I just love bearded irises.
This variety (I wish I could find the tag I saved with name of it) is particularly beautiful with its pale violet, ruffled edges. And the fragrance this flower gives off is intoxicating. I like to put my nose right in the middle of it and inhale the delicately sweet scent.
And this salvia…
…I think I’ve mentioned before that I kinda have a thing for blue-ish, purple-y spikey flowers and this salvia is no exception. I really love these regal purple spikes. And although the flowers themselves are not really fragrant, because Salvias are in the same genus of plants as the common cooking herb Sage, the leaves give off a kind of woodsy/minty aroma.
The other day I was just walking around my flowerbed and admiring their beautiful blossoms. Pulling a few weeds here and there. And then I noticed that the Salvia was quite literally abuzz with little honey bees darting in and around all around the flowers. It made me smile thinking how proud my little Salvia plants must be to have such a grand purpose in the garden.
Why yes…I am projecting my own existential insecurities on my garden flowers now.
Then I looked over at my stately bearded Irises standing there so dignified and gracious. Although they didn’t appear to display the obvious function of providing nectar for honeybees, my Irises did not at all seem to be riddled with self-doubt about their purpose in life. After that, I just smiled to myself thinking how I’d really gone off the deep end this time. And I said a little thank you to God for Irises because they just make me so happy with their beautiful flowers and delightful fragrance.
And then it occurred to me…maybe that is their purpose.
When I thought about it a little more, neither the Iris nor the Salvia really tries to do anything to fulfill their purpose. Just being an Iris or a Salvia is quite enough – expressing their essential Iris-ness and Salvia-ness is their purpose, and God uses each one according its particular design and unique qualities.

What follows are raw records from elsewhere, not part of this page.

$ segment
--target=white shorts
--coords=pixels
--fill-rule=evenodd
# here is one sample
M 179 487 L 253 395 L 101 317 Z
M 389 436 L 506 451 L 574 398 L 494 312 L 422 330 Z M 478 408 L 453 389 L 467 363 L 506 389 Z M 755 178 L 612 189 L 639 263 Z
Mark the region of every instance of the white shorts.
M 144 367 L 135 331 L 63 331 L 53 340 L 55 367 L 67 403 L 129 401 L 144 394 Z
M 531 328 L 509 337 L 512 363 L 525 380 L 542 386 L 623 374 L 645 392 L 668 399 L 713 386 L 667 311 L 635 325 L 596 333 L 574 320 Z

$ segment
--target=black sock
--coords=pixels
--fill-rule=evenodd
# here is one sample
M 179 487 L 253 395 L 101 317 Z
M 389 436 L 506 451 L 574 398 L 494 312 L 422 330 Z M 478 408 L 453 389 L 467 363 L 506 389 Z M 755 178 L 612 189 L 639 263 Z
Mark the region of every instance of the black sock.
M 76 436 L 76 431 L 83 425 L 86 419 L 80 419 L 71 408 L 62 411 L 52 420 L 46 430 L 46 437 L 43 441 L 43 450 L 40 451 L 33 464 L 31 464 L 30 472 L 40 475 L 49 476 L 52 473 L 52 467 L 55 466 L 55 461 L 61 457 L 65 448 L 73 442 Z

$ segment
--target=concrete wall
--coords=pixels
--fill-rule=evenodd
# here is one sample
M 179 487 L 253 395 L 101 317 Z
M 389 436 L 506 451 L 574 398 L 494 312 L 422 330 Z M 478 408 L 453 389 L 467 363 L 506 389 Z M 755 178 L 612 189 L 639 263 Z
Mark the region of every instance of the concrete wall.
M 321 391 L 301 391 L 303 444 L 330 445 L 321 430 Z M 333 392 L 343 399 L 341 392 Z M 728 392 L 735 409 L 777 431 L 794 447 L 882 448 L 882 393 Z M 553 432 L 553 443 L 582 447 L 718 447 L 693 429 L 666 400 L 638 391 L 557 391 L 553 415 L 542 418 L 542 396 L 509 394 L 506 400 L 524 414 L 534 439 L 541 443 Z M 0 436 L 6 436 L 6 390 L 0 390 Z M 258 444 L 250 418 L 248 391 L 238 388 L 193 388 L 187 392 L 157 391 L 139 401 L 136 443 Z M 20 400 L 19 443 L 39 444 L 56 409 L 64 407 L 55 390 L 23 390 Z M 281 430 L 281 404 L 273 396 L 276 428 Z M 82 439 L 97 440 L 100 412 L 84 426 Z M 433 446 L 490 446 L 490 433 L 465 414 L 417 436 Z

I may or may not ever truly discover what my purpose is on this earth. But I think I am done with trying to do things to have purpose. Because the truth is that worrying about whether or not I’m doing enough to fulfill my purpose is just wearing me out. So instead, I have humbly offered my gifts and talents to God (gifts that I received from Him in the first place) to use as He sees fits. And from now on I am going to concentrate on just being. Expressing my essential Kelly-ness in all its tenderhearted, messy, hormonal, sentimental, womperjawed glory.